Nell’ambito degli oltre 10mila “ingressi a pieno organico” previsti dal piano industriale 2018-2022, Poste metterà in campo circa 4.500 dipendenti “per il recapito dei pacchi nel pomeriggio”, un servizio che il postino tradizionale abituato agli orari della mattina “non fa volentieri” ma una opportunità di lavoro che riscuote l’interesse di “molti giovani, anche laureati”, ha spiegato Del Fante in audizione alla Camera. Altri 5mila e 500 rafforzeranno in particolare i servizi finanziari e assicurativi, “lavoreranno negli uffici postali: per allagare il numero di prodotti e i servizi di consulenza abbiamo bisogno di più persone”

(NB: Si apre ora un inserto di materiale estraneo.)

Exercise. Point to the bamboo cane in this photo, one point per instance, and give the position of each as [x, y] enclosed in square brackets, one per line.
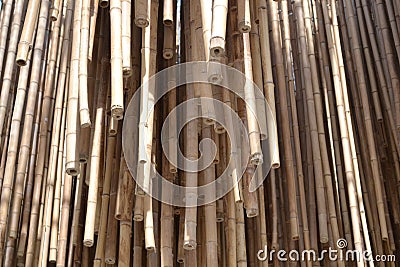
[10, 59]
[26, 40]
[218, 30]
[126, 38]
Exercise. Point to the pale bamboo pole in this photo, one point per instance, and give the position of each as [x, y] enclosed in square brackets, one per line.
[268, 82]
[125, 230]
[168, 48]
[126, 38]
[56, 132]
[244, 21]
[26, 40]
[355, 41]
[57, 195]
[28, 170]
[284, 115]
[94, 15]
[241, 254]
[351, 174]
[94, 170]
[218, 28]
[211, 241]
[84, 113]
[258, 80]
[112, 223]
[117, 95]
[147, 97]
[72, 163]
[8, 183]
[142, 13]
[7, 73]
[168, 12]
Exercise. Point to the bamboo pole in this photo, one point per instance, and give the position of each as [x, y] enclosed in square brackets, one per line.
[117, 96]
[26, 40]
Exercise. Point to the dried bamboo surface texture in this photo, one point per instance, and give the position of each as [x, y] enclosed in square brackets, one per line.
[315, 164]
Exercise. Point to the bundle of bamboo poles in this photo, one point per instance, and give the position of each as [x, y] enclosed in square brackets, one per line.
[330, 75]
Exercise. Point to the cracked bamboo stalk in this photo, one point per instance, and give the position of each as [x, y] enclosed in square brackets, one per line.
[26, 40]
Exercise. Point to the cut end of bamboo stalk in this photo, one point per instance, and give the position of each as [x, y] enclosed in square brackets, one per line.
[142, 22]
[103, 3]
[126, 71]
[88, 242]
[110, 260]
[250, 213]
[217, 47]
[168, 22]
[244, 26]
[138, 217]
[54, 14]
[190, 245]
[256, 159]
[168, 53]
[117, 112]
[23, 53]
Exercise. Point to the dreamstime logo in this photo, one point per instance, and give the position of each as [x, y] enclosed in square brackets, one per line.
[216, 76]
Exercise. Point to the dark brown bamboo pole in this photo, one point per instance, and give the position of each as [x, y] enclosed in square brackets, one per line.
[7, 73]
[285, 125]
[26, 40]
[72, 163]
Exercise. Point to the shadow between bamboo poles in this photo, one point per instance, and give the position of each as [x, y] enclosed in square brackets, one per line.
[95, 167]
[94, 12]
[268, 83]
[58, 123]
[7, 77]
[285, 125]
[84, 113]
[72, 163]
[26, 40]
[126, 38]
[218, 29]
[243, 20]
[117, 94]
[168, 12]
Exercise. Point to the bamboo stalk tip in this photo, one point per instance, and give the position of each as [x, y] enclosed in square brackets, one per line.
[127, 71]
[256, 159]
[54, 14]
[22, 54]
[168, 53]
[190, 245]
[110, 261]
[103, 3]
[244, 26]
[117, 112]
[142, 22]
[168, 22]
[88, 243]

In generale il piano di nuovi ingressi strutturali di personale si articolerà circa in 4.600 assunzioni, 3.800 stabilizzazioni da contratto a tempo determinato a indeterminato, 1.800 trasformazioni da part time a full time.

“Al 30 giugno Poste ha in gestione 510 miliardi di euro di risparmi degli italiani“, ha indicato in Commissione Trasporti, Poste e Comunicazioni alla Camera l’a.d.. “Di questi, il 63% fa capo al risparmio postale”: libretti postali per 105 miliardi e buoni postali fruttiferi per 216 miliardi. E’ “un canale di finanziamento del debito del Paese”, sottolinea Del Fante, ricordando: “Sono soldi che giriamo a Cdp”. Ed anche della raccolta del risparmio gestito, tra fondi e riserve tecniche e per quanto previsto sui conti correnti, Poste “investe altri 140 miliardi di euro in titoli di Stato”; “Siamo strutturalmente acquirenti di titoli di Stato – dice Del Fante – perché riteniamo che il compito di una azienda come Poste sia quello di investire nei titoli del nostro Paese”.

Del Fante ricorda che dal 2003 al 2014 la raccolta è stata “marginalmente positiva”, poi “nei tre anni successiva c’è stata una uscita di risorse di 10 miliardi l’anno”: la svolta “dalla seconda metà del 2017 e nel 2018 con Cdp”, e con l’arrivo di Del Fante alla guida della società, è stato “invertito quel trend perché è stato deciso di ridare priorità alla nostra rete di distribuire risparmio postale, lo strumento di risparmio più radicato nel nostro Paese”; un “fondamentale questo cambio di marcia”, commenta.

Per quanto riguarda il presunto coinvolgimento di Poste in Alitalia, Del Fante ha chiarito: “Non abbiamo avuto nessun tipo di interessamento sul dossier Alitalia, quindi io lo leggo sulla stampa”.